The Tahitian was developed and produced by people with a personal interest in the filaria epidemic – William Robinson and his brother-in-law Cornelius Crane, who financed much of the film. Robinson (who appears as himself in the movie) and Crane had Tahitian friends who had been afflicted by the disease. Co-producer and cameraman James Knott had worked intensively with filaria victims while stationed in the Pacific during the WWII. (It appears Dr. Knott had a dual career as medical researcher and Hollywood cameraman, having worked in feature films including Jerry Lewis’ The Patsy (1966) and Adventures of Don Juan (1948), an adventure-romance starring Errol Flynn. Knott was married to B-movie actress Lotus Long who gets a writer’s credit for The Tahitian.)
New Biological and Medical Anthropology Collections
The National Anthropological Archives is pleased to announce its acquisition of the Papers of Kaja Finkler and the Papers of Ladislav Novak. Kaja Finkler, a medical anthropologist, is professor of anthropology at the University of North Carolina. She has extensive field experience in Mexico and the United States and has written five books on the topic of healing, among them Spiritualist Healers in Mexico (1986) and Women in Pain: Gender and Morbidity in Mexico (1994). Finkler's research in Mexico included studies of peasants and urban dwellers. She recently donated files relating to her study of biomedical practice and patient's perceptions of treatment conducted in Mexico City between 1986 and1988 (published as Physicians at Work, Patients in Pain: Biomedical Practice and Patient Response in Mexico, 1999). This collection contains interviews, notes of home visits, and quantitative analysis of interviews.

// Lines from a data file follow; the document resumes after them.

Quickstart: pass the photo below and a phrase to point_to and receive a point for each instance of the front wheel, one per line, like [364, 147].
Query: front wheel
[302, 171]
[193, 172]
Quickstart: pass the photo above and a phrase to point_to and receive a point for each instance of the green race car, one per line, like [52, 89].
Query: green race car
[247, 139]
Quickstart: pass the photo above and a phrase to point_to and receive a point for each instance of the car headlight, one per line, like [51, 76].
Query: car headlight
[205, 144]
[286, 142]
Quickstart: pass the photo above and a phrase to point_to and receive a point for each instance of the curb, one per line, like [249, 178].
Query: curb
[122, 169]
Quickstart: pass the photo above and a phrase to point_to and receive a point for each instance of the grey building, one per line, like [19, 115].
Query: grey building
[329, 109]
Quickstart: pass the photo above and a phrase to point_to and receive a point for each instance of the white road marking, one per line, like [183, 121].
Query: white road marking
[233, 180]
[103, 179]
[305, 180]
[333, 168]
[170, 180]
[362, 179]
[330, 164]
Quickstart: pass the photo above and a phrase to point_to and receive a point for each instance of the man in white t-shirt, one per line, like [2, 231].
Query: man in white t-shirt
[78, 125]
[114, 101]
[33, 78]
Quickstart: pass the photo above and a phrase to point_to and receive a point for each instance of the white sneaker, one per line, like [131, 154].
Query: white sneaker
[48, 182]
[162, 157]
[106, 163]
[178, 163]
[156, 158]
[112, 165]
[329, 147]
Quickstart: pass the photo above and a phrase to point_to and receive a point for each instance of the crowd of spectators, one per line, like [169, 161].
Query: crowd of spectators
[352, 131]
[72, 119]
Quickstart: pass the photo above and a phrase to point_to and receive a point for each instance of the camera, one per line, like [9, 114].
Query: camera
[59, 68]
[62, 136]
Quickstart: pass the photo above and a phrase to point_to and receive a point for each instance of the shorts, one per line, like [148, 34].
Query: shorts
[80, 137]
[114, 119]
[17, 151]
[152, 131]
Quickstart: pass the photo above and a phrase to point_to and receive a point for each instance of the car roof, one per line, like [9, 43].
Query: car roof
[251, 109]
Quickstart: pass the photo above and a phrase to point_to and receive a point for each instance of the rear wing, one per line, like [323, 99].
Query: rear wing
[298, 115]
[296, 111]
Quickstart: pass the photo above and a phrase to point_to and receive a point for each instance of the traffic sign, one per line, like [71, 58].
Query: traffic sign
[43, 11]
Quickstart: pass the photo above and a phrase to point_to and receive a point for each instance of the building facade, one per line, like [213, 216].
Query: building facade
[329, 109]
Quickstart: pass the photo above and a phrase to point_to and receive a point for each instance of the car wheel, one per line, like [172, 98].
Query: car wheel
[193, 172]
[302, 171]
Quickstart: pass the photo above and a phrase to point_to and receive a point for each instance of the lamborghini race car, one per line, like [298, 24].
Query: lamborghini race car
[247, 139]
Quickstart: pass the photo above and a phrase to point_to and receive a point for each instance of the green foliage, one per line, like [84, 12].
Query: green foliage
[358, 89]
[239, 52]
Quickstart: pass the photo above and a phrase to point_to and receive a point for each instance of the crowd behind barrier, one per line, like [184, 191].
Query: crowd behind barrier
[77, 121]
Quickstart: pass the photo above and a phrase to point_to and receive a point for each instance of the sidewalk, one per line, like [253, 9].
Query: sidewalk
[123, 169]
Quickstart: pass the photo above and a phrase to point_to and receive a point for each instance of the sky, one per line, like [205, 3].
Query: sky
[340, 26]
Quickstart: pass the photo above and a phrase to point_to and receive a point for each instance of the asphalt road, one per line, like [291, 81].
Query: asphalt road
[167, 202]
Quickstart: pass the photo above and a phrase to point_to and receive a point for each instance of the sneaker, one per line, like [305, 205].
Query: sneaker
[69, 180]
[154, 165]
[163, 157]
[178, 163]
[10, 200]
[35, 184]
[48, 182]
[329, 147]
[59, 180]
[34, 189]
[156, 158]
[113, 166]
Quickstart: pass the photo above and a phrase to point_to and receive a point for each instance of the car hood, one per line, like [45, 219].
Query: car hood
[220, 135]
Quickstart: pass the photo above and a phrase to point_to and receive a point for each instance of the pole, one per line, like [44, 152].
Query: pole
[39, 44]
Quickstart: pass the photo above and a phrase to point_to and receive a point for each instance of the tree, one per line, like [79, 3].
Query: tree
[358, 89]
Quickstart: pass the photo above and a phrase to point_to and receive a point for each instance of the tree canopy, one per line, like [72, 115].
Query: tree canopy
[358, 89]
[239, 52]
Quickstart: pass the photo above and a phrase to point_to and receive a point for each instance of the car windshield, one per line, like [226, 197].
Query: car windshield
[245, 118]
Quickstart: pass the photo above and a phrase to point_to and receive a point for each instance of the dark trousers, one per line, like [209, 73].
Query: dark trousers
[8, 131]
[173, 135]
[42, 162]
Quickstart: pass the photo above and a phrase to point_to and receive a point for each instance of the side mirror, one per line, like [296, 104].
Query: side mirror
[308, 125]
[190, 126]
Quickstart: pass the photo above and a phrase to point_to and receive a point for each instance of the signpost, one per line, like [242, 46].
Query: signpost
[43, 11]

Ladislav Novak, a biological anthropologist, specializes in body composition, nutrition and the physiology of exercise. The Novak Papers document research on body composition and growth in children conducted at the University of Minnesota and the Mayo Clinic. The collection also includes his physical fitness studies of corporate executives, Olympic athletes, and police officers. Born in Chlum, Czechoslovakia, Novak earned his BSC from Charles University in Prague and his MA (1961) and PhD (1962) from the University of Minnesota. From 1962 to 1966, he was an assistant professor at the University of Minnesota. He served as a consultant in the Department of Laboratory Medicine at the Mayo Clinic (1966-1972) before joining the anthropology faculty at Southern Methodist University.
Recent NAA and HSFA researchers have been extraordinarily prolific – witness their latest wave of publications:
If you recently published a book, article, film or video based on research in the archives, please drop us a note.
Susan McElrath spoke about the NAA's internship program at the Spring meeting of the Mid-Atlantic Regional Archives Conference (MARAC).
Jake Homiak and Amy Staples, former SI Fellow in the HSFA, presented papers at the 2004 Orphan Film Symposium, "On Location: Place and Region in Forgotten Films." Amy Staples used HSFA moving images from African travel films for her presentation, "The Safari Adventure: Re-inventing Geographies of Africa in Popular Travel Films." Jake Homiak and Jim Wehmeyer (Education Department, National Museum of Natural History) spoke about their goals for digitizing the HSFA collections in the final panel, "The Archive On-line: Practice and Theory."